For a number of weeks it felt like Donegal and McGuinness’s time together was ending in the most underwhelming of fashions. He was already employed by Celtic and the initial word was that Glasgow was now going to become his permanent residence.

Eventually, he and the county board got round a table. As far as McGuinness was concerned, certain things had to be guaranteed by others if he was to take the reins for a fourth successive season.

For four of the eight weeks of the duration of the 2013 Ulster Championship, Donegal players were away on club duty as three rounds of club championship were shoehorned into summer.

Injuries were picked up, club rivalries became heated. And, like water and oil, it was painfully obvious that the club and county merger just hadn’t mixed.

McGuinness, at the time, insisted there were too many "negative" dynamics and Donegal got no "traction" at training. "We were managing a situation, not a team," he recalled.

For 2014, it was decided that all club championship action in the county would be stalled until Donegal’s interest was finished.

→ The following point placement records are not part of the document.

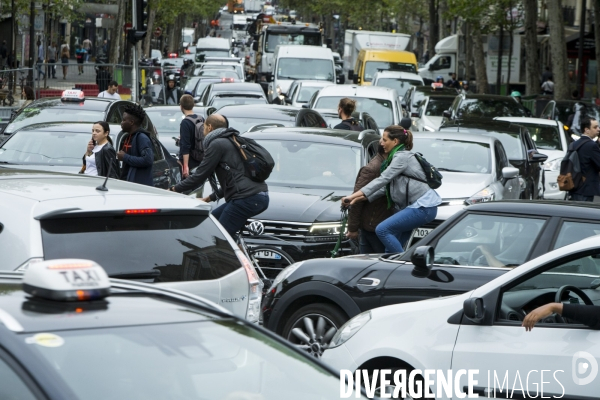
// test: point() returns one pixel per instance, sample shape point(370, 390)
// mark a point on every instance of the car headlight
point(482, 196)
point(553, 165)
point(349, 329)
point(285, 273)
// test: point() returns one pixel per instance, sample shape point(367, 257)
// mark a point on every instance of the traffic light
point(140, 27)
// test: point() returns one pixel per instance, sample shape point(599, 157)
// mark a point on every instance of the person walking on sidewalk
point(64, 58)
point(136, 153)
point(244, 197)
point(52, 60)
point(589, 159)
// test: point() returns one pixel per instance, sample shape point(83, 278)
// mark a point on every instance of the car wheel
point(312, 327)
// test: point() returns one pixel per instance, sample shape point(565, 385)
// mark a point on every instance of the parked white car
point(480, 331)
point(550, 139)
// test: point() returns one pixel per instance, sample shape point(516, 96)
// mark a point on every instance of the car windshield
point(38, 115)
point(305, 68)
point(176, 247)
point(306, 39)
point(491, 108)
point(202, 54)
point(380, 109)
point(46, 148)
point(401, 85)
point(219, 102)
point(437, 105)
point(372, 67)
point(165, 120)
point(204, 359)
point(313, 165)
point(545, 137)
point(455, 155)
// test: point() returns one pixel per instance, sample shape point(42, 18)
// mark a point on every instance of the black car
point(60, 146)
point(245, 117)
point(476, 245)
point(520, 150)
point(90, 109)
point(128, 340)
point(467, 106)
point(167, 120)
point(570, 113)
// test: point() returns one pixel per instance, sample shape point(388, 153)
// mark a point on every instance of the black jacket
point(104, 158)
point(138, 160)
point(224, 159)
point(589, 158)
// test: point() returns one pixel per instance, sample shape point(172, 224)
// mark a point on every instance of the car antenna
point(103, 187)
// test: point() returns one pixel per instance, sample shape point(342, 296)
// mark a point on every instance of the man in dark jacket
point(589, 158)
point(245, 197)
point(137, 151)
point(364, 217)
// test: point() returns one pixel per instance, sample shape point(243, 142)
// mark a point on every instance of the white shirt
point(90, 161)
point(107, 95)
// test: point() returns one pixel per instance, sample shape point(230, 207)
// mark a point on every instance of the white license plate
point(267, 254)
point(420, 233)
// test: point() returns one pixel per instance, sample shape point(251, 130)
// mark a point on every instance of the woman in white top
point(100, 158)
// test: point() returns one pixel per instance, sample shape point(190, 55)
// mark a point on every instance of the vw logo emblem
point(256, 228)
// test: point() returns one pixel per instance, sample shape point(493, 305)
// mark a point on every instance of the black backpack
point(258, 163)
point(197, 153)
point(433, 177)
point(570, 177)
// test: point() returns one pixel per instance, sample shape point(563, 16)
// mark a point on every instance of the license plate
point(420, 233)
point(267, 254)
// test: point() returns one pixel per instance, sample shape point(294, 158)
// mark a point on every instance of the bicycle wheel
point(270, 259)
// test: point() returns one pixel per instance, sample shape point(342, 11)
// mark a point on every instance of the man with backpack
point(191, 136)
point(241, 172)
point(588, 184)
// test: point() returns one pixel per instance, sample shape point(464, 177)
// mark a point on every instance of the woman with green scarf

And while that season ultimately ended in an All-Ireland final defeat at the hands of Kerry - their restructured approach had made all the difference.

“It was fuel - there is no doubt about that. The way 2013 went, we asked to come back in as early as we could. There was that doubt if Jim would be coming back in, that went on for a few weeks. But once he committed, with the new backroom team, it was back down to serious business.

“I remember that meeting, the one just before we all regrouped. Jim explained in great detail that we weren’t really a county team training for the big days in 2013, we were a squad just limping from week to week.

“Because of that there was no real focus on where we were actually going. But there was a serious shift in all of that going back into 2014. First things first, we were determined to get that Ulster title back. Once we squared that the drive was the All-Ireland final.

“Ultimately, we came up short at the last hurdle. And that hurt. But we were able to draw a line of sorts under 2013. We were able to park it and move on”.